This is your time to fly. - No Plot? No Problem!

 

The problem with a live audience was that participation figured plummeted mid-month, when everyone was busy with their novels. Tildeworth didn't mind, because she had the satisfaction of knowing that people would still be watching across the novelsphere. But she had never been as grateful for a nearly empty studio as she was now. The show must always go on, but sometimes it was a lot easier to talk with a camera between yourself and your audience.

"Today I'd like to take a moment to talk to you, as I do every year, about the importance of backups," she said. She had so much to say, but so few words, and right now it was easier to default to something she was going to say anyway. Even a Personification of NaNoWriMo had their limits. "Every year, myself and my friends receive devastated letters from those of you who may have lost their work owing to catastrophic errors in the fabric of your story. This year is no exception." There'd been a few of them hidden in with all the letters about the Shovel (which themselves had been a mixture of sightings, alleged sightings, stories from someone who hadn't seen it themselves but swore that their best friend's cousin's pet gerbil had, and concerned onlookers wondering if they should only be worried about the Shovel or if, say, they needed to keep a close eye on any spades or trowels that might be lying around). "Some of you may not have gotten around to creating a backup of your story Now imagine if all that were gone! Suddenly all the things you had done in the last few days, perhaps even weeks, would have never happened! Imagine the terrible, devastating consequences that would have on your timeline. Imagine remembering things, and yet knowing that they were never real!
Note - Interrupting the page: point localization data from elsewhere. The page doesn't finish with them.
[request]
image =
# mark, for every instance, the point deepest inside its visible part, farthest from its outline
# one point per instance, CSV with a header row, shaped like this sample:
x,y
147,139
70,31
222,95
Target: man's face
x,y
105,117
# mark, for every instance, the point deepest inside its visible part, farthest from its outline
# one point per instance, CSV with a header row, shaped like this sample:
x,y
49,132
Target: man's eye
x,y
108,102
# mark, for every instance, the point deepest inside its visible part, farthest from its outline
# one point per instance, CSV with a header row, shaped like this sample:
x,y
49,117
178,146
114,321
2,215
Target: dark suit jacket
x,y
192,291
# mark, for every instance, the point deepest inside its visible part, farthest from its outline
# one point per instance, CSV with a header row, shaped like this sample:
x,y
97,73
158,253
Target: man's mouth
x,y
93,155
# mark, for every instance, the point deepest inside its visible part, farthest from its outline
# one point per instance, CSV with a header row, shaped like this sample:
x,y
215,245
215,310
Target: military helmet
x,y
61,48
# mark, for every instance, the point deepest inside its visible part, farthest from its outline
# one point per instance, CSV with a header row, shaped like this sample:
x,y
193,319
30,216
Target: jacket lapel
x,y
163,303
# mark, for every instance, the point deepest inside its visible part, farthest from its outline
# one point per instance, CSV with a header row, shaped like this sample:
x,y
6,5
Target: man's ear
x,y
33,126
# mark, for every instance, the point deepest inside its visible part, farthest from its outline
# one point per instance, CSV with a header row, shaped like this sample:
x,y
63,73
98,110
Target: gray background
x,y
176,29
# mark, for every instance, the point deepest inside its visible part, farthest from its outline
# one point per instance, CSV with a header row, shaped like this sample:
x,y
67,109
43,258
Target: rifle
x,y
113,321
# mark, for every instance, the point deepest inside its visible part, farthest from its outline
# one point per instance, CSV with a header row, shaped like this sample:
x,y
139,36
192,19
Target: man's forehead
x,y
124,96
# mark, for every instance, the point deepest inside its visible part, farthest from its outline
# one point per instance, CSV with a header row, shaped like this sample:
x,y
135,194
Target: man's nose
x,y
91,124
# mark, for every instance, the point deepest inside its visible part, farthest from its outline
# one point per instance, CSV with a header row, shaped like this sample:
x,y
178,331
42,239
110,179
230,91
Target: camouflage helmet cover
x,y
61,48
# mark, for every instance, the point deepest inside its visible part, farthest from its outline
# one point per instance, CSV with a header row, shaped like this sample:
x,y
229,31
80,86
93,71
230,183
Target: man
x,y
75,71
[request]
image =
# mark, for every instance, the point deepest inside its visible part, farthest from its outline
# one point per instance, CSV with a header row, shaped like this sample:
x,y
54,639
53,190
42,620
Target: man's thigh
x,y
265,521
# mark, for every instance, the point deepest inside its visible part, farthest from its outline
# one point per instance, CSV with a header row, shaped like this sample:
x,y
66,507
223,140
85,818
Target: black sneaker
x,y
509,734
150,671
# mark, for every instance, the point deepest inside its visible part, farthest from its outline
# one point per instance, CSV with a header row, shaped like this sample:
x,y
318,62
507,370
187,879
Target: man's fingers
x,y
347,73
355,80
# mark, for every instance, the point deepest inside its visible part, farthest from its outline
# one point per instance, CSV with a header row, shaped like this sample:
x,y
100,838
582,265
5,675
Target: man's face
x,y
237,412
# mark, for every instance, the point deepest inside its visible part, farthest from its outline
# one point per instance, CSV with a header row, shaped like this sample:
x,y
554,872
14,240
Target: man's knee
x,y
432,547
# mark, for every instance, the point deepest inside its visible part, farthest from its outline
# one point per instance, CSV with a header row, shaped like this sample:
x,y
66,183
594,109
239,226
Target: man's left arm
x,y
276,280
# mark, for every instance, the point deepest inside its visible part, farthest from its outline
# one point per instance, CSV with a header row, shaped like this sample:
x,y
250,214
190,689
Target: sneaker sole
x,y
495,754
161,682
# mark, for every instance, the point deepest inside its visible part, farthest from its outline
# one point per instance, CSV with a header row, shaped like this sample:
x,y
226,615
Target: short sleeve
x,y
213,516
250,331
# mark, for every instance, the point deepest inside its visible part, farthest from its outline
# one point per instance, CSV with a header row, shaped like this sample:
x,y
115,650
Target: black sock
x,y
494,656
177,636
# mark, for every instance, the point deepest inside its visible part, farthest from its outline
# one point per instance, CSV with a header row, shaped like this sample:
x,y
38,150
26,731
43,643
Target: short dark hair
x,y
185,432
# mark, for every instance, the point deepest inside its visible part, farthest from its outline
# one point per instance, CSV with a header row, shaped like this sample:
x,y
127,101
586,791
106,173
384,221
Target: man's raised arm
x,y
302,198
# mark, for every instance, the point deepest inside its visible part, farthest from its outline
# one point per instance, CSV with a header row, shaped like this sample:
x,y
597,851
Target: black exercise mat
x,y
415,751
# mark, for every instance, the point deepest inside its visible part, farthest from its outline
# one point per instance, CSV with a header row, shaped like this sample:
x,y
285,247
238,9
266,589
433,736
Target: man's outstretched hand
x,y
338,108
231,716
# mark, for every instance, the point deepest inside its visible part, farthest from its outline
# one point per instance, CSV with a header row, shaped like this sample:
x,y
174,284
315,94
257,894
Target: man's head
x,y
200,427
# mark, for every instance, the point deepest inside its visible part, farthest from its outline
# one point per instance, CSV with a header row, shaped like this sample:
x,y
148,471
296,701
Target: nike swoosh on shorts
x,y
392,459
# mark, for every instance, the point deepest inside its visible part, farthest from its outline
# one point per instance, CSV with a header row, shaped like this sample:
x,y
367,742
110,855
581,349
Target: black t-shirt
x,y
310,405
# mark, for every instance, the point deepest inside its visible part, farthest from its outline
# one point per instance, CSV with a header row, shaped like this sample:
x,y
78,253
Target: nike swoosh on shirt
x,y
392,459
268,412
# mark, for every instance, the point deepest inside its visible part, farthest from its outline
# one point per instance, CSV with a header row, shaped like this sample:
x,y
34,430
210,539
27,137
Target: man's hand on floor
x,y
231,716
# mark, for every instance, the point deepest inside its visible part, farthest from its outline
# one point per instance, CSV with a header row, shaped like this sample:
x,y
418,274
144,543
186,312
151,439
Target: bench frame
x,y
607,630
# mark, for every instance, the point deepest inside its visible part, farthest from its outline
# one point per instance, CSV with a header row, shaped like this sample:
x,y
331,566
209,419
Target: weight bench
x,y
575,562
"Of course those of you in the speculative fiction genres may be tackling a time travel story this year, and may experience those effects anyway, but that is to be expected. If your story involves time travel in any way, shape, or form, then you have every right to feel this way, and may your story be as convoluted and back to front and upside down and out of order as you please! Nobody will mind that, and if they do, they are being highly unreasonable.

"But imagine having lost all your work because you didn't back up your novel. All temporal and existential concerns aside, you would have to do it all over again, and that would put a dreadful dent in your productivity this month.

"So please, back up your novel. Just be sure it's authorise! You can find backup facilities all around the Nexus, or take a look on our website for..."

She felt the hair on the back of her neck prickle. She'd worn one of her warmer shirts today (the pink and purple striped one) as the weather had taken a turn for the chilly, but it was November, so that was not so unexpected.

But someone was waiting outside the studio entrance.

"I do apologise. It would seem we have a guest on the show today. This is a little unscripted, but let it never be said that NaNoWriMo isn't about embracing the unexpected. Vicki, could we swing the camera over so all our friends at home can see?"

Vicki, hovering behind the camera, banked to turn it and follow the figure's entrance. "Hello there," Tildeworth said. "I don't know if we've met, but if you're on the show today would you be willing to- oh. Oh dear."

A drifting, grey figure cut a path across the floor. Where it passed, the air shimmered and the studio appeared dull and worn. Tildeworth and Vicki shared a brief glance. Vicki nodded. Behind her, a small crew of dares had begin to escort the meagre audience outside. Some stared, guessing what was going on, others whispered and protested about the show being interrupted, but one by one they filed out until there was nobody left but Tildeworth.

She remained in her chair. Whatever happened, the show had to go on.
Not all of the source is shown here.